AS INESGOTÁVEIS METÁFORAS ATRAPALHAM

Seus simbolismos aqui são diversos e não tocarei em todos. Eis em tela uma película com incontáveis possibilidades de análises e de reflexões para fora da tela. A mais óbvia desmonta um machismo porco e destruidor de muitas mulheres. Afinal, em “Men”, todos os homens são iguais. De maneira esdrúxula e perturbadora, todos são iguais. Outra metáfora também gritante faz uma leitura de como a religião pode tratar de certos temas relacionados às mulheres. De resto, Garland se perde e deixa claro estar perdido em seu roteiro.

Ainda no cerne da religião, o diretor faz referências literárias tentadoras da mulher com o religioso. Um padre repulsivo se encarrega disso. Provocativo, triste e assertivo. É fraca a exposição gritante do que seria exibido pela personagem de Jessie Buckley. Por mais que a atriz lute mesmo para fazer algo fantástico graças às suas assertivas reações mundanas femininas, aquilo que lhe é reservado como a primeira metáfora da obra soa raso e exageradamente esclarecedor. Não deveria. É como se o público de Garland fosse bronco ou primitivo.

Um fascinante Rory Kinnear surge em tela para nos brindar com uma performance marcante e, de tão verdadeira que é, choca e nos faz virar os olhos. Todas as suas facetas destroem uma mulher. Em meio aos óbvios homens interpretados por Kinnear, destaco o recepcionista (dono) da casa de campo. Este sujeito traz toda a normalização da sociedade misógina e bem arcaica na qual fomos imersos por muito tempo e – ainda assim – contamos com um emaranhado de crenças que faz com que aceitemos tal essência e comportamento. Não, não pode ser assim. Alguém mais velho não tem, nem nunca pode ter, privilégios para grifar certas mulheres como eles bem querem fazer ou bastante faziam em seu passado. Agressões praticamente imperceptíveis são testemunhadas por nós e, às vezes, ainda conseguimos sorrir para a tela.

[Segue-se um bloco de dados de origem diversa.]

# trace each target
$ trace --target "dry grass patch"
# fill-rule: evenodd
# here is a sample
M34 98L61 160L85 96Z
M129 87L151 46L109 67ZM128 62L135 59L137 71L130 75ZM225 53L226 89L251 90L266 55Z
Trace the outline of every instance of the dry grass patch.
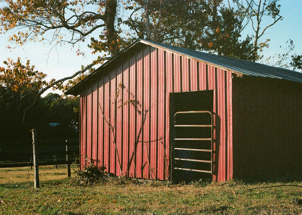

Poderíamos presenciar uma aula de semiótica, como os maiores teóricos da Disciplina adorariam abordar, tal qual o italiano Umberto Eco, autor de “O signo” e de “O nome da Rosa”. Mas Alex Garland falha no fundamental aqui. Na semiótica, você deve concatenar os signos. Ora entre eles mesmos, ora entre seus intérpretes. Isso, cientificamente falando. O cineasta abandona os significados dos objetos, dos temas, das problemáticas, ou seja, há um relaxamento do interesse do autor aqui com seus signos, no geral. Ele abre mão de seu elo maior ao final da obra. Uma lástima.

PLOT TWISTS CANSAM

Em seu desfecho, contamos com excessivos plot twists. “Um parto” de viradas (quem vir vai entender). Eis que temos a parte que mais incomoda o espectador. Pode ser bom para muitos o fator sugestão. Afinal, toda boa trama de suspense ou mesmo de horror, quando sugere que pensemos e não nos mostra demais (se explicando repetitivamente), faz com que qualquer obra seja bem sucedida de forma geral. Não foi isso em “Men”. Sugestão, explicações, exibicionismo puro, abandono de tema (conforme dito) foi o suficiente para não me conectar com o previsto na conclusão da produção. Mas sei reconhecer que o potencial – devido a alguns assuntos pontuais e necessários – era imenso para talvez termos uma obra a ser sempre relembrada. Desmascarar certos homens conhecidos que exterminam mulheres diariamente pode ser melhor consumido.

Talvez revendo a obra, eu possa gostar mais. Mas não tira a soberba de Alex Garland muito cedo ainda em seu jogo. Acontece com jovens diretores experimentais.